Зарилась на торговый Суганак Золотая Орда, пытались грабить базар кочевые завистники. Но город стоял крепко по-прежнему, хотя уже не столь бойко торговал, как бывало, ибо много караванных дорог за последние двадцать лет свернуло на Самарканд, сплелось там с другими дорогами. Без войн, без стрел и мечей завоевал торговый Самарканд торговлю степного Суганака, как разорил он базары в десятках других древних торговых городов — от Ургенча в Хорезме до множества таких, от которых даже имён не осталось.

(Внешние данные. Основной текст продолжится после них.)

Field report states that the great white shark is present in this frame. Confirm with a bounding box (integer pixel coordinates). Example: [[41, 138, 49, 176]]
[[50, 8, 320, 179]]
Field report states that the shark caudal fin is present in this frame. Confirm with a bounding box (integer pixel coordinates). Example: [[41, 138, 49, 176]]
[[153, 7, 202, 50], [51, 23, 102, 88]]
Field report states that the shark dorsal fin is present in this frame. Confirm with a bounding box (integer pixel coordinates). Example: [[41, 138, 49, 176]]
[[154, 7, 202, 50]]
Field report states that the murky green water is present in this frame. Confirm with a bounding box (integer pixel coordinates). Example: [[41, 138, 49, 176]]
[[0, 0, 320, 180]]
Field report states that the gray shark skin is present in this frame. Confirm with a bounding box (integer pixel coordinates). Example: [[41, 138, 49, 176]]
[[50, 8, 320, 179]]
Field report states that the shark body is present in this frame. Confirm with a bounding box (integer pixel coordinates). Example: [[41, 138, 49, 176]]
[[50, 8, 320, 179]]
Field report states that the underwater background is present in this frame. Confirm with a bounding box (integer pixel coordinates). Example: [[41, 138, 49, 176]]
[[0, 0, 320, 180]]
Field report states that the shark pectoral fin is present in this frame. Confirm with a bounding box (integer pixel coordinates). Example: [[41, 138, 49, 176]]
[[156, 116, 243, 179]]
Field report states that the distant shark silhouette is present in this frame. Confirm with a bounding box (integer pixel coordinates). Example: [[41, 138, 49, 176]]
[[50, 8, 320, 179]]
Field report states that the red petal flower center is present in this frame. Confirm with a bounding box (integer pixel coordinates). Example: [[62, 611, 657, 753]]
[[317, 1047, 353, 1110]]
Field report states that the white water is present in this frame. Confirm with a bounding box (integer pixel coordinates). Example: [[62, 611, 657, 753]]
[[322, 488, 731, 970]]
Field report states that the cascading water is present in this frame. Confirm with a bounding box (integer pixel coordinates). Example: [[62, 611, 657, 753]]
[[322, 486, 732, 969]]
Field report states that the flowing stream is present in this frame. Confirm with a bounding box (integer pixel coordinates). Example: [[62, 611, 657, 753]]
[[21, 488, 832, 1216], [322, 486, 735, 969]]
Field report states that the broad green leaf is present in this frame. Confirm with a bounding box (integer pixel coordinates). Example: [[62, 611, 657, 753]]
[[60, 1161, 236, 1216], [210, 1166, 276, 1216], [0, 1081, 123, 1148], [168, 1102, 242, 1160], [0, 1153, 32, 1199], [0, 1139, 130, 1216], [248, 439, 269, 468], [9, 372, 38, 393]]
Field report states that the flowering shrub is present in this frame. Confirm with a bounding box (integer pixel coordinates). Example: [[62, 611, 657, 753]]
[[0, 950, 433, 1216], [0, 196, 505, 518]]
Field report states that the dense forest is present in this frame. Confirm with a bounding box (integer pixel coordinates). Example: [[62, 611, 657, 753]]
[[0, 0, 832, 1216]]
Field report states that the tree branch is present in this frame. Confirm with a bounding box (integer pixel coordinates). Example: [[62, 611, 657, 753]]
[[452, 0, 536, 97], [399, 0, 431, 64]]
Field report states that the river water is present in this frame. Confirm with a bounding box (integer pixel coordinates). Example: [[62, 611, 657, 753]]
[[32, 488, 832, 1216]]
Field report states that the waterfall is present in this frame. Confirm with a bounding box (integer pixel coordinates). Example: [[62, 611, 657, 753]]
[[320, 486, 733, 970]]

Двенадцать лет назад Тимур застал Мулло Камара в Ширазе. Оказался степной купец в осаждённом городе, и кинулись было осаждённые персы грабить бухарский караван-сарай. Но кожи к тому времени купец уже продал, а за шелка заплатил лишь малый задаток. Оказалось, нечего брать персам у этого купца, кроме золота, но золото не велико, золото он успел укрыть, а жизнь отнимать персы у него не стали.
Так бы и вернулся Мулло Камар в Суганак, потеряв задаток и с пустыми руками, да не таков был Мулло Камар. Когда ворвались Тимуровы войска в город, Мулло Камар приметил, кому из наибольших ширазских шелковщиков довелось потерять жизнь, и объявил Тимуровым начальникам, что весь склад у того купца закуплен для Суганака и не к лицу, мол, своим же воинам разорять своего же купца. А когда эти начальники ему не поверили, он, постукивая палочкой по мощёным площадям Шираза, проник до начальников превыше стоящих и поклонился им. И случилось услышать его жалобы самому Тимуру. Повелителю пришёлся по душе этот бесстрашный жалобщик, и Тимур строго сказал:
— Не к лицу моим воинам грабить моего купца.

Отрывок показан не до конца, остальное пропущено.